Momentous or Merely Memorable

25 Years Ago
Medical Emergency

After a Marxist coup on the socialist Caribbean nation of Grenada, President Ronald Reagan orders U.S. troops to invade the island on October 25, 1983, citing fears for the safety of American medical students there and an arms buildup. Critics call the concerns exaggerated. The action is popular in the United States, but condemned abroad.

50 Years Ago
Charge It

Dr. Ake Senning performs the first cardiac pacemaker implantation in a person in Stockholm, Sweden, October 8, 1958. External pacemakers, used to regulate heart rhythms since 1950, limited patient movement and provoked infection. Senning and engineer Rune Elmquist, at work on an implantable model, are urged by the wife of patient Arne Larsson, 43, to try it in her husband. The first implant lasts eight hours, the next, a few weeks. Before his death at 86 in 2001, Larsson will have more than 20 pacemakers. Senning dies in 2000, age 85.

70 Years Ago
We Interrupt Our Program

Orson Welles, 23, and the Mercury Theatre inspire panic October 30, 1938, when thousands mistake their radio version of H. G. Wells' War of the Worlds for news of a Martian attack on New Jersey. Listeners across the country, perhaps tense over impending war in Europe, phone for help—Newark police report 2,000 calls.
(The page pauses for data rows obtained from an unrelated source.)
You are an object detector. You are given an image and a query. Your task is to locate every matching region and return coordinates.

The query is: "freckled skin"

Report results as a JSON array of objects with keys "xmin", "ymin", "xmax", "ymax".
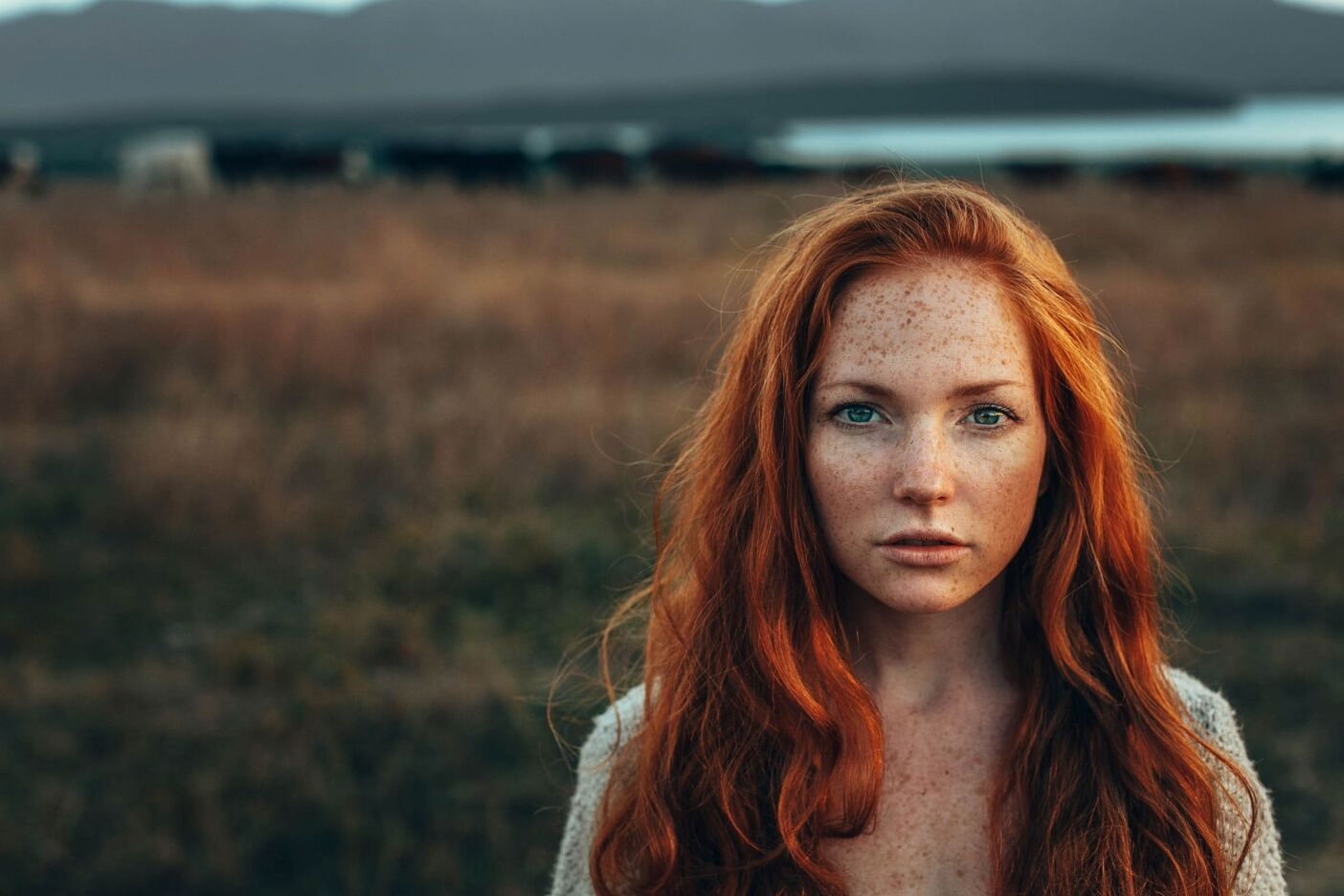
[
  {"xmin": 806, "ymin": 262, "xmax": 1045, "ymax": 623},
  {"xmin": 806, "ymin": 260, "xmax": 1047, "ymax": 896}
]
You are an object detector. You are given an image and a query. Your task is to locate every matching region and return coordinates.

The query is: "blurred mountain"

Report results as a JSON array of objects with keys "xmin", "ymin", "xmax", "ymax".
[{"xmin": 0, "ymin": 0, "xmax": 1344, "ymax": 123}]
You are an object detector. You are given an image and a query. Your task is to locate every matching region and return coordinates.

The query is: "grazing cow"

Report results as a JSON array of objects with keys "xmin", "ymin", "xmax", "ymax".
[
  {"xmin": 1000, "ymin": 160, "xmax": 1074, "ymax": 187},
  {"xmin": 648, "ymin": 143, "xmax": 761, "ymax": 187},
  {"xmin": 119, "ymin": 130, "xmax": 213, "ymax": 194},
  {"xmin": 1111, "ymin": 161, "xmax": 1242, "ymax": 190},
  {"xmin": 0, "ymin": 140, "xmax": 46, "ymax": 196},
  {"xmin": 1305, "ymin": 157, "xmax": 1344, "ymax": 190},
  {"xmin": 546, "ymin": 147, "xmax": 633, "ymax": 187},
  {"xmin": 383, "ymin": 144, "xmax": 533, "ymax": 188}
]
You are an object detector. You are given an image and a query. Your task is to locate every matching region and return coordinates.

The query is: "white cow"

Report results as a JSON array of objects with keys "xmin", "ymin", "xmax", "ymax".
[{"xmin": 120, "ymin": 130, "xmax": 213, "ymax": 194}]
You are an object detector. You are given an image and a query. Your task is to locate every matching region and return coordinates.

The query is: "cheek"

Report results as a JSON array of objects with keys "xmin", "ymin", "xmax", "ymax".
[{"xmin": 808, "ymin": 433, "xmax": 882, "ymax": 510}]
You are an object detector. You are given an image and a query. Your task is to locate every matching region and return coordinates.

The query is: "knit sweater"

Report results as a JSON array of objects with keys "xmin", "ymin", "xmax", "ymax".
[{"xmin": 551, "ymin": 666, "xmax": 1288, "ymax": 896}]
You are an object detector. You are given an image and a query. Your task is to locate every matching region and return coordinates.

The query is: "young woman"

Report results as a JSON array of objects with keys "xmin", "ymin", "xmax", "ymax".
[{"xmin": 552, "ymin": 181, "xmax": 1285, "ymax": 896}]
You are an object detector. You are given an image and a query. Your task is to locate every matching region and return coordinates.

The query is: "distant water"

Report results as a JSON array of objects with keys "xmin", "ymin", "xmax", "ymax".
[{"xmin": 761, "ymin": 97, "xmax": 1344, "ymax": 164}]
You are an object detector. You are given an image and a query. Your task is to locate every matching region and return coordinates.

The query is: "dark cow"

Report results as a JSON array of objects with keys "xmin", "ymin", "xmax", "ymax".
[
  {"xmin": 648, "ymin": 143, "xmax": 761, "ymax": 187},
  {"xmin": 1110, "ymin": 161, "xmax": 1242, "ymax": 190},
  {"xmin": 1000, "ymin": 160, "xmax": 1074, "ymax": 187},
  {"xmin": 383, "ymin": 144, "xmax": 533, "ymax": 188},
  {"xmin": 1304, "ymin": 157, "xmax": 1344, "ymax": 190},
  {"xmin": 547, "ymin": 147, "xmax": 633, "ymax": 187},
  {"xmin": 211, "ymin": 140, "xmax": 349, "ymax": 186}
]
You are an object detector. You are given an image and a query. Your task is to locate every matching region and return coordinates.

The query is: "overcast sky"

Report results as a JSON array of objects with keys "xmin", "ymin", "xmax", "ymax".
[{"xmin": 0, "ymin": 0, "xmax": 1344, "ymax": 17}]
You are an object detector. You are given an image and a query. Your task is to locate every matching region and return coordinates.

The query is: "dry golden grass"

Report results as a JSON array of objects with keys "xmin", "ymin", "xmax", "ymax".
[{"xmin": 0, "ymin": 179, "xmax": 1344, "ymax": 893}]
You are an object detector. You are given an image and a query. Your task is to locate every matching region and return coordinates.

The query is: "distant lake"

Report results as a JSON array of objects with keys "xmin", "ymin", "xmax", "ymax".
[{"xmin": 759, "ymin": 97, "xmax": 1344, "ymax": 164}]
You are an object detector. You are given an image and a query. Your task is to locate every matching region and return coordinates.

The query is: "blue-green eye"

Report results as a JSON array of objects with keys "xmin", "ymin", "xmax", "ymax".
[
  {"xmin": 971, "ymin": 407, "xmax": 1007, "ymax": 426},
  {"xmin": 840, "ymin": 404, "xmax": 872, "ymax": 423}
]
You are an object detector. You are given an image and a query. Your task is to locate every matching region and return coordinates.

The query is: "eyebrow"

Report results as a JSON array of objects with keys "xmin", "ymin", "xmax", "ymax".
[{"xmin": 818, "ymin": 380, "xmax": 1027, "ymax": 399}]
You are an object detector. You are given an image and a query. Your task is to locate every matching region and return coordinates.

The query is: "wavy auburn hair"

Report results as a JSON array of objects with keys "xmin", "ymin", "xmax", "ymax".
[{"xmin": 574, "ymin": 181, "xmax": 1258, "ymax": 896}]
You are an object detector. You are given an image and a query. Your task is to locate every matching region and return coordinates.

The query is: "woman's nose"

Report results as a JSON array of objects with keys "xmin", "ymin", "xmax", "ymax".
[{"xmin": 894, "ymin": 422, "xmax": 952, "ymax": 504}]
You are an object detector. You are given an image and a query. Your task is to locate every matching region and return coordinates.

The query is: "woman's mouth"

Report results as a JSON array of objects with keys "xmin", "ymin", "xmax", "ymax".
[{"xmin": 878, "ymin": 539, "xmax": 971, "ymax": 567}]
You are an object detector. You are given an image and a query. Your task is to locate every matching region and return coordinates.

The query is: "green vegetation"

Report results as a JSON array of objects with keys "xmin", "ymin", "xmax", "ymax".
[{"xmin": 0, "ymin": 180, "xmax": 1344, "ymax": 895}]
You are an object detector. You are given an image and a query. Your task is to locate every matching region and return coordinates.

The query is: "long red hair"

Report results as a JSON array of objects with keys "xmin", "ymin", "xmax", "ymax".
[{"xmin": 572, "ymin": 181, "xmax": 1257, "ymax": 896}]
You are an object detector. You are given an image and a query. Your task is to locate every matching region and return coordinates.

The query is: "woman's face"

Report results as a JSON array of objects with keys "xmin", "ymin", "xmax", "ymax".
[{"xmin": 806, "ymin": 259, "xmax": 1045, "ymax": 613}]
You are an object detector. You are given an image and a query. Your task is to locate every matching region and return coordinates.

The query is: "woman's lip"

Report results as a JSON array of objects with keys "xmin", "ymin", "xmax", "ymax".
[{"xmin": 878, "ymin": 544, "xmax": 971, "ymax": 567}]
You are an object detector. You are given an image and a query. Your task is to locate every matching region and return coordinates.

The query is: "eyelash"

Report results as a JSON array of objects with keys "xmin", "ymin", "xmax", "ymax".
[{"xmin": 831, "ymin": 402, "xmax": 1021, "ymax": 433}]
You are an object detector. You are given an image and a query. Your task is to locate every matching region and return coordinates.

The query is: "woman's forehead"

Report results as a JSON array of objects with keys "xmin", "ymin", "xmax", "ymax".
[{"xmin": 822, "ymin": 263, "xmax": 1031, "ymax": 380}]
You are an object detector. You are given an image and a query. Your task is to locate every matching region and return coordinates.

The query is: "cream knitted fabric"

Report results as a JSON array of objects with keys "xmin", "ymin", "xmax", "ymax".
[{"xmin": 551, "ymin": 666, "xmax": 1288, "ymax": 896}]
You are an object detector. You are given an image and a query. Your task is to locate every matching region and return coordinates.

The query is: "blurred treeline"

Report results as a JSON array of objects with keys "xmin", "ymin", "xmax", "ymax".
[{"xmin": 0, "ymin": 177, "xmax": 1344, "ymax": 895}]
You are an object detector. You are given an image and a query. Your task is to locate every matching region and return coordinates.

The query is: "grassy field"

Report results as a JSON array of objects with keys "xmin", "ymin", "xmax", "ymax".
[{"xmin": 0, "ymin": 179, "xmax": 1344, "ymax": 896}]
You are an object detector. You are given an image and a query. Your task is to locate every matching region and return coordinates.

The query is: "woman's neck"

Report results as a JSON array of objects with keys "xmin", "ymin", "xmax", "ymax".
[{"xmin": 842, "ymin": 576, "xmax": 1015, "ymax": 716}]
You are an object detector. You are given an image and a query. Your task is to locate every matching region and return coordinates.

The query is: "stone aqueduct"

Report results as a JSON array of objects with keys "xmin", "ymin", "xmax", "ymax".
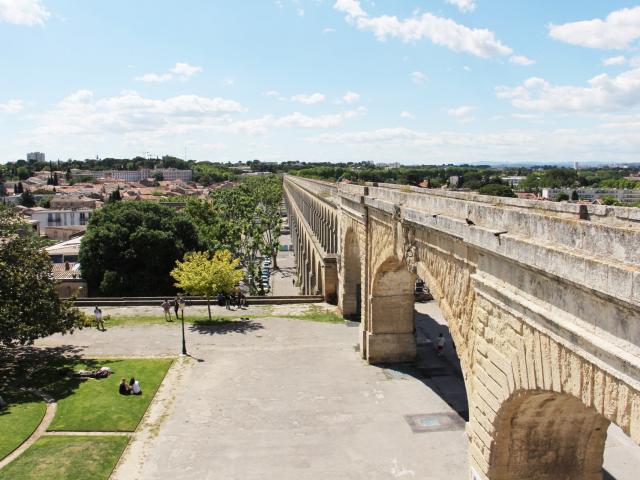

Says Welles: “I'm really quite shocked.”

100 Years Ago
America's Top Model

It isn't his first car and won't be his last, but the Model T, which Henry Ford introduces in October 1908, secures his place in automobile history. The first car to be mass-produced with standardized parts, the four-cylinder, 20-horsepower vehicle sells initially for $850. The assembly line—new in 1913—turns out a Model T every 71 seconds, and by production's end in 1927 more than 15 million "Tin Lizzies" are sold, fulfilling Ford's dream of "a motor car for the great multitude."

125 Years Ago
Putting on Arias

The curtain rises on the first performance of New York City's Metropolitan Opera on October 22, 1883. Founded by "new money" millionaires snubbed by the old guard at the Academy of Music, the Opera opens with Gounod's Faust—sung in Italian, as are all the first season's works. Critics note the lavish "exhibition of the audience" and pan the acoustics, but by 1910 the Met has become America's premier opera company. It moves to Lincoln Center in 1966; today more than 800,000 people attend some 200 performances each year.